Es war eine rekordverdächtige Marathonsitzung: In gut 18 Stunden hat der Haushaltsausschuss des Bundestags bis zum frühen Freitagmorgen letzte Hand an die Etatplanung für 2023 gelegt. Ein Ergebnis ist, dass die Neuverschuldung mit 45,6 Milliarden deutlich höher ausfallen soll als zuvor geplant. Unions-Haushaltsexperte Christian Haase zeigte sich darüber „konsterniert“, FDP-Haushälter Otto Fricke hob hingegen die Flexibilität der Schuldenbremse hervor.

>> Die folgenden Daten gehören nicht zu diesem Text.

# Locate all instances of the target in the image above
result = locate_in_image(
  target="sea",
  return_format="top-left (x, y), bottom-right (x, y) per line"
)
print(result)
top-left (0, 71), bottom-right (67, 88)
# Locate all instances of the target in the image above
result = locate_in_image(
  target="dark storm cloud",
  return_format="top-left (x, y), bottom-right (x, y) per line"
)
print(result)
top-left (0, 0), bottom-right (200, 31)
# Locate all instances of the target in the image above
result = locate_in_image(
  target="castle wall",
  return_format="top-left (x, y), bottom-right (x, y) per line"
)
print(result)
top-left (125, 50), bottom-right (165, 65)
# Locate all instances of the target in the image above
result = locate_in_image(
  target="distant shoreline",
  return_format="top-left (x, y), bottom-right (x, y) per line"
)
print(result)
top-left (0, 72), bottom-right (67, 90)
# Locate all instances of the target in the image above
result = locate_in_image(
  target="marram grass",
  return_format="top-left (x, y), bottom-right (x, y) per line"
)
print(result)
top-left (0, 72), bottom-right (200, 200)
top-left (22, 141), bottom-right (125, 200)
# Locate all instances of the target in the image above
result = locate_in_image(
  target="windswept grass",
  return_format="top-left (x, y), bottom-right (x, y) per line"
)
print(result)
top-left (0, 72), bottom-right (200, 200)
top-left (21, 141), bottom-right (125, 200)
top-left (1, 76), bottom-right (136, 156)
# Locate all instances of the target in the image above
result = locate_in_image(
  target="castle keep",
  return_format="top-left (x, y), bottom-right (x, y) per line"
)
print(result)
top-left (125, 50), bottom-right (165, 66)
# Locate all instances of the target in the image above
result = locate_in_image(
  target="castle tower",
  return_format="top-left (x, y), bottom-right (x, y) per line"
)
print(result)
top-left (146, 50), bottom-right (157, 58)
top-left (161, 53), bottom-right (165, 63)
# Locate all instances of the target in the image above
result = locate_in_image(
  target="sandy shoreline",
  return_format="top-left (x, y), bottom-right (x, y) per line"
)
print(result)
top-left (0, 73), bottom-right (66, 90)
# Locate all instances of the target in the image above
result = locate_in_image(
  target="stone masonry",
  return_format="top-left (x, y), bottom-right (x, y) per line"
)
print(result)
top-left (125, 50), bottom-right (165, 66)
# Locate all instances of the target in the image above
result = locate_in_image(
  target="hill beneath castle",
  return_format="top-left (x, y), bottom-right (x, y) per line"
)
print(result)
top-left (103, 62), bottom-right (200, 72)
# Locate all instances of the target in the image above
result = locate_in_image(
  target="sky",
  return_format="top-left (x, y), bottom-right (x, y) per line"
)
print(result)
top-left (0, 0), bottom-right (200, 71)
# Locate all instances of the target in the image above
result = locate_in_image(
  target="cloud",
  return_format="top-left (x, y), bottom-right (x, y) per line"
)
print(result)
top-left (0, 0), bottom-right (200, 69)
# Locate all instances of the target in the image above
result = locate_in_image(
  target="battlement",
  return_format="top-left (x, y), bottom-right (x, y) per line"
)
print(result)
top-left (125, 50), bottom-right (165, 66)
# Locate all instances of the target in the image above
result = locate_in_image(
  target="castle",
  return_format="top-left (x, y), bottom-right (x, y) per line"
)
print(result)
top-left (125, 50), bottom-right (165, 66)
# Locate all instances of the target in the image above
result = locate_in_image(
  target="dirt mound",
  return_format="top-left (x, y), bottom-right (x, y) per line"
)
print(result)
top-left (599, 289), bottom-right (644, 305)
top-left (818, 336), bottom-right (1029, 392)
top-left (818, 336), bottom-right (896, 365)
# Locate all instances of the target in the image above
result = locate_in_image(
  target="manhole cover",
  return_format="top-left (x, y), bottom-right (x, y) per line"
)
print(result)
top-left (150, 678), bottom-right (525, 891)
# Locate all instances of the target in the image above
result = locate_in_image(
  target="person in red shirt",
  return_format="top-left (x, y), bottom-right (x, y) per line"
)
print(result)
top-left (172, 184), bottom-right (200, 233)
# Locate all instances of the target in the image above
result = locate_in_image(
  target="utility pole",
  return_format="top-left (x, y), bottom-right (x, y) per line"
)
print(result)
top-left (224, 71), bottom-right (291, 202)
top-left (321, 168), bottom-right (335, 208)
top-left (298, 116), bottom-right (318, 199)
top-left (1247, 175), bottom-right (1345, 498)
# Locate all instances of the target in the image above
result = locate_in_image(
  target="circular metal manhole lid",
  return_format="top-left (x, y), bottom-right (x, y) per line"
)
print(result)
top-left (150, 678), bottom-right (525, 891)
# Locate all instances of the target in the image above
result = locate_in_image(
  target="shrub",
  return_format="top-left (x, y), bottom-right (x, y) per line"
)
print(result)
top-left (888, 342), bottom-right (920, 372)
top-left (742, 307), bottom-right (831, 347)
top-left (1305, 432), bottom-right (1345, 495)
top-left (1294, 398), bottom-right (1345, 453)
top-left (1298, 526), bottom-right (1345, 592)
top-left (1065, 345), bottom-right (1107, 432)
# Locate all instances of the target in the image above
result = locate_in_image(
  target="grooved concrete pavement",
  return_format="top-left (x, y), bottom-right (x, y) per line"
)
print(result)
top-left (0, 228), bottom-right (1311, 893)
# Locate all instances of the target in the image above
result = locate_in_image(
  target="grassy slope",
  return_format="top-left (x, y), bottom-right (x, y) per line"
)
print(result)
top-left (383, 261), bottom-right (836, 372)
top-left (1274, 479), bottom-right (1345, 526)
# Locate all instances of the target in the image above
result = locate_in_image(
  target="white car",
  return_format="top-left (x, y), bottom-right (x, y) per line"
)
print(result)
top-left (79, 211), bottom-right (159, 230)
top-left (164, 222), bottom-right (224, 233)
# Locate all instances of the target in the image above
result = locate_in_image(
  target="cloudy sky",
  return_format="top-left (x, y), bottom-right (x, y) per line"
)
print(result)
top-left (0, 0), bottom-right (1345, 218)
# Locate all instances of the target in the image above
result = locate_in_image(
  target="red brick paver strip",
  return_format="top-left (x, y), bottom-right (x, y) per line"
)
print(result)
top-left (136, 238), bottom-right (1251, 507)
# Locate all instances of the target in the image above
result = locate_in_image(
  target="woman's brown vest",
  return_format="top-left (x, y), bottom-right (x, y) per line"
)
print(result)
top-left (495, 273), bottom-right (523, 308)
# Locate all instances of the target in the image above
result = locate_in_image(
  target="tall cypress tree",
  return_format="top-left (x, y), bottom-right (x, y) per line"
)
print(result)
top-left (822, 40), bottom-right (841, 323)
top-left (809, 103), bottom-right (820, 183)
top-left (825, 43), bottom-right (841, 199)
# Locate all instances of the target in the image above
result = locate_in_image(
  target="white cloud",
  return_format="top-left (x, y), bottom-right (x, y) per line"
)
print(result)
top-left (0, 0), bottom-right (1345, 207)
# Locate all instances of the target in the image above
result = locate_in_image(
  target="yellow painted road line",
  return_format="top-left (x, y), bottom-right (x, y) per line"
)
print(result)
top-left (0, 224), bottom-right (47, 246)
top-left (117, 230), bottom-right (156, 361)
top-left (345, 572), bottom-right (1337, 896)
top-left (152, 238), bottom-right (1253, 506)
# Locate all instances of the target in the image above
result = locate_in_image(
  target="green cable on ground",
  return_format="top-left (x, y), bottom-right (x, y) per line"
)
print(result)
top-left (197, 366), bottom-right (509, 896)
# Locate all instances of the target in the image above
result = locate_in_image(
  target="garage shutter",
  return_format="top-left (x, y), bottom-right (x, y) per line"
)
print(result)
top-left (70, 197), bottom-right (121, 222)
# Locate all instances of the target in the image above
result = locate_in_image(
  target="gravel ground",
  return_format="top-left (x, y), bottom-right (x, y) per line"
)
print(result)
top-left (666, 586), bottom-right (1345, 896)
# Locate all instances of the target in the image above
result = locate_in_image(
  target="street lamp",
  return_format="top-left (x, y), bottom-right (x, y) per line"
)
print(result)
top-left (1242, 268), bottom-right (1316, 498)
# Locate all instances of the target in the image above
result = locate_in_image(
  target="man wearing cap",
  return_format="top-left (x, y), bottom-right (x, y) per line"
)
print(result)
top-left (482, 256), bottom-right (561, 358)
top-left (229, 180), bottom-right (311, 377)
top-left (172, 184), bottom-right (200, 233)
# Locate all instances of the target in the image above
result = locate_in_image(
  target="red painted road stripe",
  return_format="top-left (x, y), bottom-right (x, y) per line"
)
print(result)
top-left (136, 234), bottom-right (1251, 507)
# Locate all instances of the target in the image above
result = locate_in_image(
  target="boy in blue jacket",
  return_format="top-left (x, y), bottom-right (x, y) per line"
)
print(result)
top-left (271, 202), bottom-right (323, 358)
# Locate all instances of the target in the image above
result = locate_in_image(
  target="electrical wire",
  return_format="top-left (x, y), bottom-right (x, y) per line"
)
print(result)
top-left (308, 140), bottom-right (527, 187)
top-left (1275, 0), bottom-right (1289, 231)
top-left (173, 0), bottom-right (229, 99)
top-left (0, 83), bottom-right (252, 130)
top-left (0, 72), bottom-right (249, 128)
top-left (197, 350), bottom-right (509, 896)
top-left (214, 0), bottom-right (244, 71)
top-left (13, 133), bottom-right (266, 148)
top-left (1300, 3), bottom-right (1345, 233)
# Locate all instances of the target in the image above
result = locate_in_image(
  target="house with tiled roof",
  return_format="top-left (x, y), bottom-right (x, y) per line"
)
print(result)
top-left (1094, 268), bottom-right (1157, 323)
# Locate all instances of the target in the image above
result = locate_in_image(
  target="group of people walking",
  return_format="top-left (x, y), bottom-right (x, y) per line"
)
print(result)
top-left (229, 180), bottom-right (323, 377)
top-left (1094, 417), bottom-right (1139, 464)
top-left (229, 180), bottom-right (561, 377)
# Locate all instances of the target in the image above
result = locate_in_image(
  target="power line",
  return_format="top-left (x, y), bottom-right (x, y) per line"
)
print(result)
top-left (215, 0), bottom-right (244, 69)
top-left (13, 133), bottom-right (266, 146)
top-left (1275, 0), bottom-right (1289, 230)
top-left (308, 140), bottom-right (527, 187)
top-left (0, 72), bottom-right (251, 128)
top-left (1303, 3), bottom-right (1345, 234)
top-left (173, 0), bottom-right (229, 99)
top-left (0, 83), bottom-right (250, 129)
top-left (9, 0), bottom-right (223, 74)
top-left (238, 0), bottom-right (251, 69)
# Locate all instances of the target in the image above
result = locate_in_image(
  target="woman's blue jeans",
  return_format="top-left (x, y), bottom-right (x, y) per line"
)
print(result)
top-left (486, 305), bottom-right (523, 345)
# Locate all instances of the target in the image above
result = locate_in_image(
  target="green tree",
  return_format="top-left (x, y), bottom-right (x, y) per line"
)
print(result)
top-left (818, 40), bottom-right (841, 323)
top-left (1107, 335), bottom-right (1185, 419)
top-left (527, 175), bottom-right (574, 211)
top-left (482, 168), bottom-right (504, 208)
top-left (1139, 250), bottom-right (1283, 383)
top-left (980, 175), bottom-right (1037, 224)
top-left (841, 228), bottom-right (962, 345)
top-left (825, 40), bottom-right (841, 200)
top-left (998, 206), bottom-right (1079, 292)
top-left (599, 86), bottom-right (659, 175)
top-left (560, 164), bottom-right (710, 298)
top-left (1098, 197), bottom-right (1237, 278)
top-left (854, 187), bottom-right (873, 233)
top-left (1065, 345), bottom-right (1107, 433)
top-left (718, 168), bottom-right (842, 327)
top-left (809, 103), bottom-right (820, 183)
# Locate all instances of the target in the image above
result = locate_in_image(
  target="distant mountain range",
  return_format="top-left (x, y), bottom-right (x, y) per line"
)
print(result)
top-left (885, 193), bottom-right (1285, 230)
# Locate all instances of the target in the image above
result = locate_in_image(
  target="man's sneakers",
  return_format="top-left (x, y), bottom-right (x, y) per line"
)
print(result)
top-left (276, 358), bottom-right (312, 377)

Den Ausschussbeschluss zufolge soll der Bund nächstes Jahr rund 476,3 Milliarden Euro ausgeben, etwa 31 Milliarden Euro mehr als zunächst von Bundesfinanzminister Christian Lindner (FDP) eingeplant. Ein zentrales Anliegen von Lindner und seiner Partei war es, nach drei Ausnahmejahren 2023 die Schuldenbremse wieder einzuhalten. Dabei bleibt es auch nach der Ausschusssitzung, allerdings soll die Neuverschuldung nun bei 45,6 Milliarden Euro liegen. Lindner hatte anfänglich mit 17,3 Milliarden kalkuliert. Der deutliche Anstieg ist insbesondere auf die sogenannte Konjunkturkomponente der Schuldenbremse zurückzuführen, wie FDP-Chefhaushälter Otto Fricke erläuterte. Weil sich die Wirtschaftsentwicklung eintrübt, kann der Staat mehr neue Schulden aufnehmen. Fricke lobte diese Flexibilität der Schuldenbremse und betonte: „Wir sind keine Anhänger der Schwarzen Null“, also einer Haushaltsplanung ganz ohne Schulden.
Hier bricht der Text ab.